The coming year could bring anything from recession to modest economic growth, says Newton. "The stock market has already factored in some components of the fiscal cliff, that there will be some reductions in government spending. Already they've factored in that the payroll tax will not be extended."
Newton says different industries have different concerns. Financial professionals fear increased regulation and trouble keeping profits up in a low-interest rate environment. U.S. manufacturers may find exports negatively affected by the ongoing European debt crisis and economic slowdowns in India and China. The health-care industry may "take it on the chin," he says, unless Congress decides on a permanent solution to Medicare physician payment plans. Taxpayers will likely see their paychecks reduced by 2 percent when the payroll tax holiday expires.
"In the best-case scenario, we probably start off the year with relatively modest growth," says Newton. Once the fiscal cliff is resolved, Newton predicts modest acceleration between 2 percent and 2.5 percent.
The worst-case scenario? "The Congressional Budget Office has already forecast that if all the components of the fiscal cliff fall into place, we could see a drop of GDP," says Newton. "Chances are, millions of jobs will be lost. Pretty darn depressing."
One strong indicator of the health of the overall economy is the strength of the middle market. Middle-market companies (those with $10 million to $1 billion in revenue) account for nearly one-third of non-government GDP and contribute about one-third of private sector jobs, says Anil Makhija, academic director of the National Center for the Middle Market, based at Ohio State University's Fisher College of Business.

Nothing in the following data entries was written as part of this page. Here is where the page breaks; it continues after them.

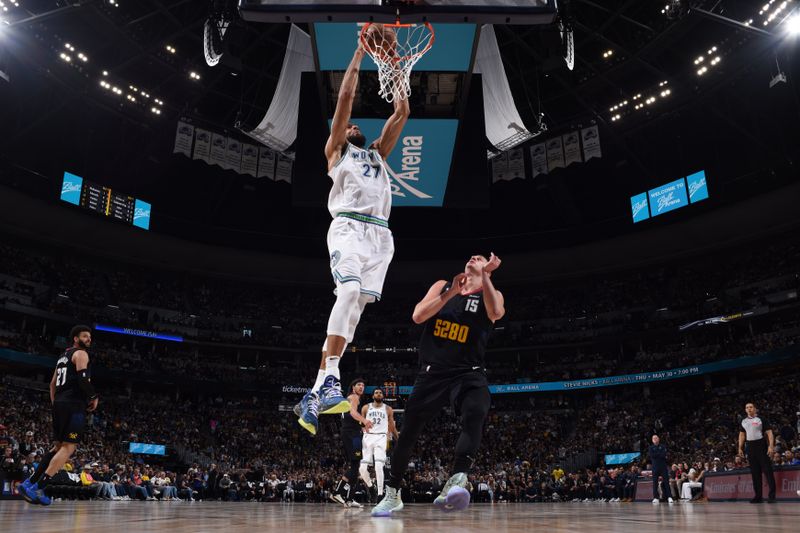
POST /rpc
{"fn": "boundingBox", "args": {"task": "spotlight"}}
[786,14,800,36]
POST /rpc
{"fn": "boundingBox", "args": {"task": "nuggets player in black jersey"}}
[330,378,372,507]
[20,326,98,505]
[372,253,506,516]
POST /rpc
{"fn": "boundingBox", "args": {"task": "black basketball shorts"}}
[53,400,86,443]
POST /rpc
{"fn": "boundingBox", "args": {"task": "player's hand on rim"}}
[450,272,467,291]
[483,252,502,273]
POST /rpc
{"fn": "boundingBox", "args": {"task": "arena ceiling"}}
[0,0,800,258]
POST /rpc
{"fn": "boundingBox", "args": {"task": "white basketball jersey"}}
[328,143,392,220]
[367,402,389,435]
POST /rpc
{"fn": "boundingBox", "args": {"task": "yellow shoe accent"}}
[297,418,317,435]
[320,400,350,415]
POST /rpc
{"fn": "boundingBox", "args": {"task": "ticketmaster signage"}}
[365,346,800,396]
[328,118,458,207]
[631,170,708,224]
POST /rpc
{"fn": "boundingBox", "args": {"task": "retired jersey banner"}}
[172,121,194,157]
[242,144,258,178]
[275,154,294,183]
[546,137,564,172]
[531,143,547,178]
[258,146,277,180]
[225,137,242,172]
[192,128,211,164]
[492,152,508,183]
[561,131,583,166]
[328,117,458,207]
[581,126,603,161]
[506,148,525,180]
[211,133,228,168]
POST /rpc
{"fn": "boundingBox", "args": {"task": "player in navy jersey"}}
[20,326,98,505]
[372,254,505,516]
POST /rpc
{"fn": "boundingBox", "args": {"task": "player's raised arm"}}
[372,92,410,159]
[411,272,467,324]
[325,46,364,170]
[386,405,400,442]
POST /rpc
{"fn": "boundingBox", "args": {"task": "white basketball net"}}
[361,22,434,102]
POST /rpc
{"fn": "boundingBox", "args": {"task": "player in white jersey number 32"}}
[295,33,409,435]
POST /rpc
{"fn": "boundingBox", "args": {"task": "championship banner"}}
[192,128,211,164]
[686,170,708,203]
[492,152,508,183]
[225,137,242,172]
[581,126,603,161]
[506,148,525,180]
[647,178,689,216]
[561,131,583,166]
[172,121,194,157]
[531,143,547,178]
[256,146,275,181]
[546,137,564,172]
[275,154,294,183]
[209,133,228,168]
[703,466,800,502]
[242,144,258,178]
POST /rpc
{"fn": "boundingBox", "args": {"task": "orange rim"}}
[359,22,436,63]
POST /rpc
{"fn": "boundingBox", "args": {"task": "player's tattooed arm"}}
[481,252,506,322]
[325,46,364,169]
[411,272,467,324]
[372,93,411,159]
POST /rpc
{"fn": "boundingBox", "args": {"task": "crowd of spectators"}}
[0,369,800,502]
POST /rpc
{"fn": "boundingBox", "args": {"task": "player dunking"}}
[372,254,505,516]
[330,379,372,507]
[295,33,409,435]
[19,326,97,505]
[358,388,400,503]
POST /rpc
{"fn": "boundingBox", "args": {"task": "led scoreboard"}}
[61,172,151,229]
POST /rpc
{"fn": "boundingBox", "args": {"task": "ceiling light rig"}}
[693,46,722,76]
[100,70,164,115]
[609,80,672,122]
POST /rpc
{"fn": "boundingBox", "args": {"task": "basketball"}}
[364,24,397,57]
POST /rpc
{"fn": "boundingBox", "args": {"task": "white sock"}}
[358,463,372,488]
[311,368,325,390]
[375,461,383,496]
[323,355,341,380]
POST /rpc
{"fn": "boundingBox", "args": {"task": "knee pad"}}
[327,281,361,339]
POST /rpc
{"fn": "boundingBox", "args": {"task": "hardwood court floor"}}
[0,501,800,533]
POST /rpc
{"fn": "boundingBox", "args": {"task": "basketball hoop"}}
[359,20,435,102]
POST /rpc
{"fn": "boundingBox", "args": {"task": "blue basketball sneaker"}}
[297,391,320,435]
[319,376,350,415]
[433,472,469,512]
[20,483,53,505]
[17,478,39,504]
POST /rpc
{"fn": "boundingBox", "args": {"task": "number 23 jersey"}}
[419,283,494,370]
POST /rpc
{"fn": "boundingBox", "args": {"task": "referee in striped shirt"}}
[739,402,775,503]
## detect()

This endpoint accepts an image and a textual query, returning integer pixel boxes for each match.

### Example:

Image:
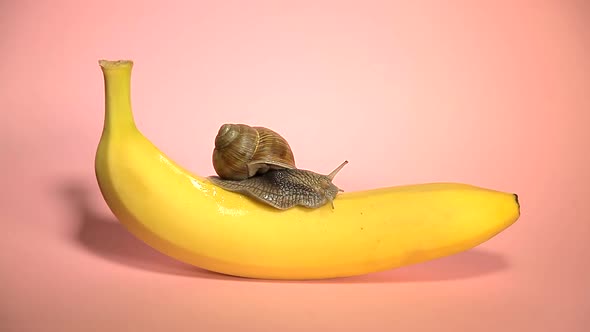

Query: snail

[213,123,296,180]
[209,124,348,210]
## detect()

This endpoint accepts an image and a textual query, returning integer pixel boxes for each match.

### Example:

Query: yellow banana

[95,60,520,279]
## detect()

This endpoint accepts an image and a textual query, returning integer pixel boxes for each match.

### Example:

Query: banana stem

[98,60,136,133]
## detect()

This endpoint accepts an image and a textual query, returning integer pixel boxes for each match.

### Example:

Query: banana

[95,60,520,280]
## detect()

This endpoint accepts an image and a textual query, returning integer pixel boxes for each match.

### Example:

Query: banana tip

[98,59,133,68]
[512,194,520,213]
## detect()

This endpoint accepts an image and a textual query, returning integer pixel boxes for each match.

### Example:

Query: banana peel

[95,60,520,280]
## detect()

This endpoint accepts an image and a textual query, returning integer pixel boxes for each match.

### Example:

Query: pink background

[0,0,590,332]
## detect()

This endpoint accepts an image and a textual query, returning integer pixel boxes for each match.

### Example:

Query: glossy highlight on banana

[95,60,520,280]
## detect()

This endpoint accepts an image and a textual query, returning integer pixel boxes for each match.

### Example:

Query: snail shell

[209,161,348,210]
[213,123,296,180]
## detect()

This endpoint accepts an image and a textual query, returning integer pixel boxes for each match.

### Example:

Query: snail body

[209,124,348,210]
[210,161,348,210]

"Given their large part in the economy, the expectations are that this segment is contributing to growth, but it is cooling down. That projects for the [overall] economy," says Makhija.
Instead of increasing capital expenditures, these companies are "sitting on the fence" until Congress acts. Makhija predicts that in 2013, middle-market companies will be hurt by increased health-care costs, decreased federal spending and decreased consumer spending resulting from tax increases.
"I would say a tepid economy would be the implication. Of course, how all these things and the fiscal cliff are resolved can change the outlook quite a bit," he says.